I copied a workflow and then began working on changing the conditions for transitions - adding 1 more condition to some transitions. (To only allow project admins to transition from a certain state.) However pretty much all the other transitions also got this extra condition. So it seems the conditions are shared but it isn't obvious which transitions share the same condition.
To make things works worse, the workflow I copied from was modified as well! I never published the copied workflow changes but my production conditions were not edited. So I had to manually go through in numerous locations in the original workflow and delete the extra condition.
Do I have to create a new workflow from scratch to make sure I don't affect existing workflows? What is the point of the copy workflow feature?
Hi John,
Something does not add up about what you have described so far. If you created a copy of an existing workflow, then this copy won't be assigned to any projects yet. Creating a copy of a workflow this way is always going to be an inactive workflow. These can be edited directly without the need to publish in order to make the changes official. But in order to then use that workflow, you have to assign it to specific issues in a specific project. Steps do to that are in Associating a workflow scheme with a project.
However in active workflows, changes made to a transition such as a post function or a new condition do require you to publish that workflow again in order for those changes to take affect.
What many Jira admins tend to overlook when making a change like this is the understanding that active workflows can be shared amongst multiple projects at the same time. So making a change in one workflow can affect multiple projects that use that specific workflow, but it won't change other independent workflows, even if those workflows utilize the same transition names / number.
And the changes made here in one location can be undone again in the same method. I'm not sure I follow why you would have been able to make a change in one location, and then have to jump through hoops to undo that change in multiple different locations. That sounds extremely unfriendly way to manage workflows. The workflows don't operate that way in my experience.
Something profound just occurred to me writing this.
Did you copy the workflow? Or did you copy the Workflow Scheme?
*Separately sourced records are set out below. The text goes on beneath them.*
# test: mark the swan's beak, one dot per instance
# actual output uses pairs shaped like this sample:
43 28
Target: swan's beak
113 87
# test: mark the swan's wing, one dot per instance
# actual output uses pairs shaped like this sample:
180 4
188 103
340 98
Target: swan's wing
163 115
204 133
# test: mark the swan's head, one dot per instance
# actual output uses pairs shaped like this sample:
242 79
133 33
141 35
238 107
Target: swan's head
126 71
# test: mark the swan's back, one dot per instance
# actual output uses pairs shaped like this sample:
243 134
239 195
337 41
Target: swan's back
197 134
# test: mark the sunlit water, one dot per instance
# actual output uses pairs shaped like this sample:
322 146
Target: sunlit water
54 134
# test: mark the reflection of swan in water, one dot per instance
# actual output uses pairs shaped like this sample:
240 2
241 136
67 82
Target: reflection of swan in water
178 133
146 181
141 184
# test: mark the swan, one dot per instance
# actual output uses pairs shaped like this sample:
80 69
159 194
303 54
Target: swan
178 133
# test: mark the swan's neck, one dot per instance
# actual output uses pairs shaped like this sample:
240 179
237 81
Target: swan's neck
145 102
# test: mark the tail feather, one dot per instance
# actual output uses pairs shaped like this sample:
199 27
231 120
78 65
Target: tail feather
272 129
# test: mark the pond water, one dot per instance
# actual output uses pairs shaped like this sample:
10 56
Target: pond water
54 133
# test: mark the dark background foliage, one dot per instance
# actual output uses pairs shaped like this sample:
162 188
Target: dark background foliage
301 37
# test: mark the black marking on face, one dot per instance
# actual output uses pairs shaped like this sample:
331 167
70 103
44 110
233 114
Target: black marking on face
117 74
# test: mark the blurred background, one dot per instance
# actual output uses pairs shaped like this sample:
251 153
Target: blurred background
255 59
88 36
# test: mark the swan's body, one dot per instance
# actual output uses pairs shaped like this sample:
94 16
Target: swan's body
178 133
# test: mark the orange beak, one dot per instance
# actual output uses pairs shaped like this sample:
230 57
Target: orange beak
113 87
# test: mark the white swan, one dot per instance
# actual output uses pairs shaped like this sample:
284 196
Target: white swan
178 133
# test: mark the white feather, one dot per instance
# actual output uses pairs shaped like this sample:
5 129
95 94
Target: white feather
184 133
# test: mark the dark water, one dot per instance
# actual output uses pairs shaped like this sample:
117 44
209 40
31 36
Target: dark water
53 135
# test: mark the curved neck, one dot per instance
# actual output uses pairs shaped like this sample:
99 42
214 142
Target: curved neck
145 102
I ask because, I can see a scenario where you might have copied the workflow scheme instead of the workflow itself, which would have just created an inactive workflow scheme, but not an inactive workflow itself. And it would have been still linked to the actual workflow that was in production. You still would have been prompted to publish changes to that workflow, being an active workflow, but it does at least explain a way that you might have believed you were creating a copy of the workflow itself when in fact you might have just copied the scheme that contains that workflow.